We examine current knowledge of the foraging modes of snakes with particular reference to the “syndrome hypothesis” (McLaughlin, 1989) as described for other organisms. Foraging modes of snakes are often flexible, with some species exhibiting both ambush and active tactics (Hailey and Davies, 1986; Duvall et al., 1990; Greene, 1997; see Table 11.1). In this chapter we focus on interspecific comparisons and broad-scale patterns among snakes; intraspecific variation in foraging mode is considered elsewhere (Shine and Wall, this volume, Chapter 6). In general, we find some evidence that snakes exhibit variation that is broadly consistent with the syndrome hypothesis. However, physiological and morphological data are scant, and phylogenetic relationships are poorly known. In addition, we question the criteria for defining foraging modes among snakes, and the dichotomous descriptive classification of snakes into “ambush” or “active” modes. We present evidence from bioenergetic simulation that suggests these dichotomous classes may be adaptive peaks; however, intermediate trait values are certainly attainable under permissive circumstances.

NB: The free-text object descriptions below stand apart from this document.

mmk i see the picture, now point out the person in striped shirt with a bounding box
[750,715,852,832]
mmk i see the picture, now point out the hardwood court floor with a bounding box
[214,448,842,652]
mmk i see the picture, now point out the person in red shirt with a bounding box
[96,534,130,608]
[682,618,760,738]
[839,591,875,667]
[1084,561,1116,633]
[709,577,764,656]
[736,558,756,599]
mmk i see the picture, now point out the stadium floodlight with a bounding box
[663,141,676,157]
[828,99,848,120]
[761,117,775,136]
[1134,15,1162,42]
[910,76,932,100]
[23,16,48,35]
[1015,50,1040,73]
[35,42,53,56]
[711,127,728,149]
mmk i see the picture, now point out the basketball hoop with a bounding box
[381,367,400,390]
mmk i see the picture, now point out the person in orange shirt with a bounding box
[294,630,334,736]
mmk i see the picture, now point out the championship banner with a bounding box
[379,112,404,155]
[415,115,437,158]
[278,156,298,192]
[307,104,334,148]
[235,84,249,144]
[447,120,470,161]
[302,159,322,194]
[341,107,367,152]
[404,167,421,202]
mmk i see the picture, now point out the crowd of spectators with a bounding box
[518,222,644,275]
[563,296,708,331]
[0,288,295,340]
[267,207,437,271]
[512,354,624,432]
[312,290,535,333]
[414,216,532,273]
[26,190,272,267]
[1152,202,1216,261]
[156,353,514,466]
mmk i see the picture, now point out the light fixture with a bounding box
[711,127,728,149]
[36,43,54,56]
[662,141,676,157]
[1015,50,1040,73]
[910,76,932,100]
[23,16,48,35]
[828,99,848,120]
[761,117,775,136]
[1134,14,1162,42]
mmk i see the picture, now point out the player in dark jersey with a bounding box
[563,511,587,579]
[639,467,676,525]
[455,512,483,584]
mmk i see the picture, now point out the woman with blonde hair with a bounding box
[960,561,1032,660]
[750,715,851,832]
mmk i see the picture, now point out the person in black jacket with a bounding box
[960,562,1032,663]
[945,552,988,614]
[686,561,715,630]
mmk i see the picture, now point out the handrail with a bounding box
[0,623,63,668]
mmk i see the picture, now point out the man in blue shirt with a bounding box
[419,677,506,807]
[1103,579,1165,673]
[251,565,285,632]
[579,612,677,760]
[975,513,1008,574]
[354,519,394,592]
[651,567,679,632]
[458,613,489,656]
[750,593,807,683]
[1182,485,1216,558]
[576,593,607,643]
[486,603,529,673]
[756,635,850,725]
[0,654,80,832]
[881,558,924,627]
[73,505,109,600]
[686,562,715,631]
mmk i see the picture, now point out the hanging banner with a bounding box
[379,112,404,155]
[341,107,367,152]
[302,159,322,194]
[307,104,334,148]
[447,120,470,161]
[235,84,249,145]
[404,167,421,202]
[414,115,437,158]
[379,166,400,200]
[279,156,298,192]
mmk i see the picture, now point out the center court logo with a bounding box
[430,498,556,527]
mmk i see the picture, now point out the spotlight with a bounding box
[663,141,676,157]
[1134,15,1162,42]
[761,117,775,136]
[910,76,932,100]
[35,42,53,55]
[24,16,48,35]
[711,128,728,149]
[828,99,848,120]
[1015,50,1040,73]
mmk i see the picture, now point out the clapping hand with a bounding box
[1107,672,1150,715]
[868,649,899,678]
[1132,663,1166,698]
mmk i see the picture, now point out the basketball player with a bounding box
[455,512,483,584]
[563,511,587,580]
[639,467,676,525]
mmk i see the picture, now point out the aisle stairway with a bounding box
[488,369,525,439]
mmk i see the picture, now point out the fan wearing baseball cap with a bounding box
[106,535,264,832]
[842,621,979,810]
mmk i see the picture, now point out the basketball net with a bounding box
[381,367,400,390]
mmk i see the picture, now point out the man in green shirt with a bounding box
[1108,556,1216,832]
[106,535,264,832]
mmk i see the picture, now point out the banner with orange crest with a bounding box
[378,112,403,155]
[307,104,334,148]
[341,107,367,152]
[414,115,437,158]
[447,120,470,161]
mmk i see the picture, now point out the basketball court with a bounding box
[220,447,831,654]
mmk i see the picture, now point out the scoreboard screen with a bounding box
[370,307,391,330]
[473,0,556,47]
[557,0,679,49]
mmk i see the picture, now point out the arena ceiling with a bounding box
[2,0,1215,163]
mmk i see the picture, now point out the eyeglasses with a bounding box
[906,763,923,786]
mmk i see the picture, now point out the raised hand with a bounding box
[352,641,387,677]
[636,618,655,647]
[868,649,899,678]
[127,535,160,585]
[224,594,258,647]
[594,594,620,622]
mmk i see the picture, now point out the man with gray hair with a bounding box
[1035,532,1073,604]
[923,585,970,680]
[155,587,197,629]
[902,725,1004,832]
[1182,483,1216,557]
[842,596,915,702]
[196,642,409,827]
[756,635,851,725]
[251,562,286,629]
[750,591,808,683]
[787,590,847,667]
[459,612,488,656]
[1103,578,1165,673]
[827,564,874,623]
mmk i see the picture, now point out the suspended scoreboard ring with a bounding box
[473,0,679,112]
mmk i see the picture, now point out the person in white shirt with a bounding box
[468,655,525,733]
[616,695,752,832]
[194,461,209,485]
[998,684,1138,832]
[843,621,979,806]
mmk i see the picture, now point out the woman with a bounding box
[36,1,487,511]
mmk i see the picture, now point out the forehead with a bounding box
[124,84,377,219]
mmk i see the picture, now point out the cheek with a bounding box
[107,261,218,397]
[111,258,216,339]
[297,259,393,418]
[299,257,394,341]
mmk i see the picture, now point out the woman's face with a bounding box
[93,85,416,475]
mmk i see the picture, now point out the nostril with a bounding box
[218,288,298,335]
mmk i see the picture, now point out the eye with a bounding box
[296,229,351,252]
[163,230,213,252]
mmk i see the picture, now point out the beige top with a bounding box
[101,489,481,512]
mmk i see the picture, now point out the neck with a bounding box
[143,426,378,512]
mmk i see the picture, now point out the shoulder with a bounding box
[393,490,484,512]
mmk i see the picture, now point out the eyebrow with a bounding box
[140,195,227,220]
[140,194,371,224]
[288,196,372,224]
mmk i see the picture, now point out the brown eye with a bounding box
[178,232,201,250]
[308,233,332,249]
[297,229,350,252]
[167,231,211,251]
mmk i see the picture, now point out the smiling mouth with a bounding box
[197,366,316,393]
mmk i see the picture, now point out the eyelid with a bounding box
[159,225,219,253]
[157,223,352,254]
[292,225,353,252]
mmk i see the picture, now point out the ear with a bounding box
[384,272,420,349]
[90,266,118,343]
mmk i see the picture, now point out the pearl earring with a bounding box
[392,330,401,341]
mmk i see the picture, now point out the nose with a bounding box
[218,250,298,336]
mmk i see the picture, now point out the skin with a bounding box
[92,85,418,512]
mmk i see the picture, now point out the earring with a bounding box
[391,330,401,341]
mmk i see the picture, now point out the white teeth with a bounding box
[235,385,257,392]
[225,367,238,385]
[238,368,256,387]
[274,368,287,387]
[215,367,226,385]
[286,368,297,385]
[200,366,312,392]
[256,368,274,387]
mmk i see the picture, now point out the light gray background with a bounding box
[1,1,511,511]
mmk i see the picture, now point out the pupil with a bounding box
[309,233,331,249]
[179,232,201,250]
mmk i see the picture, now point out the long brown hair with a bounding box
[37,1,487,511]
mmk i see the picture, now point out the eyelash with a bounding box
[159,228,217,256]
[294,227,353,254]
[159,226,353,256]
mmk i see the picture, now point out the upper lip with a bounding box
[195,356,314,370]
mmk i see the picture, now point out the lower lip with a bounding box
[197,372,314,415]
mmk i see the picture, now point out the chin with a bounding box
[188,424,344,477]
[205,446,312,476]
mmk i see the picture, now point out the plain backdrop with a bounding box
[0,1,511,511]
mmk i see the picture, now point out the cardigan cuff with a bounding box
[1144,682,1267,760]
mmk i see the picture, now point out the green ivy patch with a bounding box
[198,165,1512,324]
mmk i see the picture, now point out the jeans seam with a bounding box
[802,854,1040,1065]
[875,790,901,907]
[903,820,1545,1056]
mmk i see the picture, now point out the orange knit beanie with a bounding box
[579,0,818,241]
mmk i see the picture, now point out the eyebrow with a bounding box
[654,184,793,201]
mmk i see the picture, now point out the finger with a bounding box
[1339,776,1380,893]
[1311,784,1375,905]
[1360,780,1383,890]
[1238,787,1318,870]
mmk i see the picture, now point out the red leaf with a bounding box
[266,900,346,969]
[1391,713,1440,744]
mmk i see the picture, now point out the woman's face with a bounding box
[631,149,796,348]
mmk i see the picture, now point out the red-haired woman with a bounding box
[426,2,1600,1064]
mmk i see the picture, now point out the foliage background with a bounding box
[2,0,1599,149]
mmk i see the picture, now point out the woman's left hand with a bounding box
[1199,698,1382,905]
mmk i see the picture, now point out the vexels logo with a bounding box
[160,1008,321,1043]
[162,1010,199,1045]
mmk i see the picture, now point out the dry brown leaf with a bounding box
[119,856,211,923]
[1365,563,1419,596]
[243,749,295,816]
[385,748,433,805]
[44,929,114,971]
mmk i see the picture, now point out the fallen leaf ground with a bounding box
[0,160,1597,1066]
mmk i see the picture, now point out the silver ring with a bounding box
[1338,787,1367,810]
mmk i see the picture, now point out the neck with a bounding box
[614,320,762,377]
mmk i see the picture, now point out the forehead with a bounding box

How are snakes different from lizards?
All snakes are carnivorous, gape-limited predators that swallow food whole. Therefore, snakes must supply energy to a relatively large body mass by ingesting potentially large prey through a relatively small mouth (Greene, 1997). The squamate reptile skull has evolved greatly from a relatively rigid (non-kinetic) form typical of lizards to a highly modified and highly kinetic form typical of the advanced snakes (alethinophidians, Fig. 11.1) (Greene, 1997; Cundall and Greene, 2000).